I believe in the works Ethereum is doing. At least they seem to be promising movements toward that vision and complications in their operations are not the point. They are revolutionary. (here, here, here, here, and here) My strongest argument for it is that betting on decentralized applications of financial services is more promising toward that future that Bruno Maçães is depicting. For example, as Buterin also mentions, DAI project with Augur, xDai, PoolTogether, and zk.money is more alive than Tether which is more of a danger for the industry than a benefit. (here, here, and here).
New alliance:
Another angle is the thriving NFT ecosystem which also proves the vision point.

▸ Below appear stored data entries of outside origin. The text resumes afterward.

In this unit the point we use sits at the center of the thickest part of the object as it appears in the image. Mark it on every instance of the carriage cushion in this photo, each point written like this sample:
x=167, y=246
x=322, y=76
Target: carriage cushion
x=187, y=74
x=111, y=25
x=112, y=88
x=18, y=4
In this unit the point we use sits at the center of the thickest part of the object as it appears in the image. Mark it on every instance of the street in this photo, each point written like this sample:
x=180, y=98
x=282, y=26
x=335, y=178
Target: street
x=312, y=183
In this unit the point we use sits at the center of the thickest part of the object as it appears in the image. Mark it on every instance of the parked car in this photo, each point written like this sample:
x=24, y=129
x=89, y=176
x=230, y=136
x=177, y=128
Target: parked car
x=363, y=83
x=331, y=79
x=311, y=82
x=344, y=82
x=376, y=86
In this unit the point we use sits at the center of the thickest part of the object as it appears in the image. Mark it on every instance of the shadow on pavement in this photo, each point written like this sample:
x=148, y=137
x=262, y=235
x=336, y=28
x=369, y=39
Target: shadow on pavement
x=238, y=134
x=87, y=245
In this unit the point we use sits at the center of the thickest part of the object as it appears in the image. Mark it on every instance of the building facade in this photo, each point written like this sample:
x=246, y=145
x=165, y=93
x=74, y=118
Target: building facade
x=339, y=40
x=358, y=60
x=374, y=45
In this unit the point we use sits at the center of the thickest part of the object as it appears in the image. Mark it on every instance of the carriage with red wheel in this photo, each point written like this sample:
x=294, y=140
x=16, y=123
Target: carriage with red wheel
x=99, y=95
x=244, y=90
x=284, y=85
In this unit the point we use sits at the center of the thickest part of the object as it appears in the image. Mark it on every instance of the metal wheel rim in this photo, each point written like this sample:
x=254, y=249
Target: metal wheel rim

(Numbers in million U.S. dollars)https://www.statista.com/statistics/1221400/nft-sales-revenue-by-segment/
I think not only NFT alone can be bigger than cryptocurrencies but other innovations will join this movement and by innovation, I don't mean shitcoins, I mean technologies, and ideas more similar to Ethereum and NFT.
A technology to save
I talked about the reliability of cryptocurrency in OtE #2 because I think crypto is more about legitimacy than anything else. The most important aspect of crypto is that it allows the capital to be controlled through legitimacy. So I don't think crypto and web 3.0 will replace governments; it has its own specific use case and it does things that were impossible before.
What I see is crypto ecosystem is in danger. I see systematic forces like "gravity of dependency" from one side and crypto ecosystem controversies from another side, putting enormous pressure on the crypto growth to a point that even techies are becoming more skeptical and asking why this revolution hasn't happened yet? They are neglecting the fact that cryptocurrencies, although that have technical innovation and scientific rigor, have brought hope to suppressed communities and countries.
Crypto growth is complicated, it's even scandalous and if new platforms like Ethereum 2.0 won't grow soon, or new branches of innovation like NFT don't happen, this growth will become too little too late.
This failure is not just a fade-out of one technology, it can put other advancements in danger. So I think all techies and Big Tech companies must pay attention to new innovations in this industry and help build useful dapps as much as possible instead of staying on the side and watching this vision die.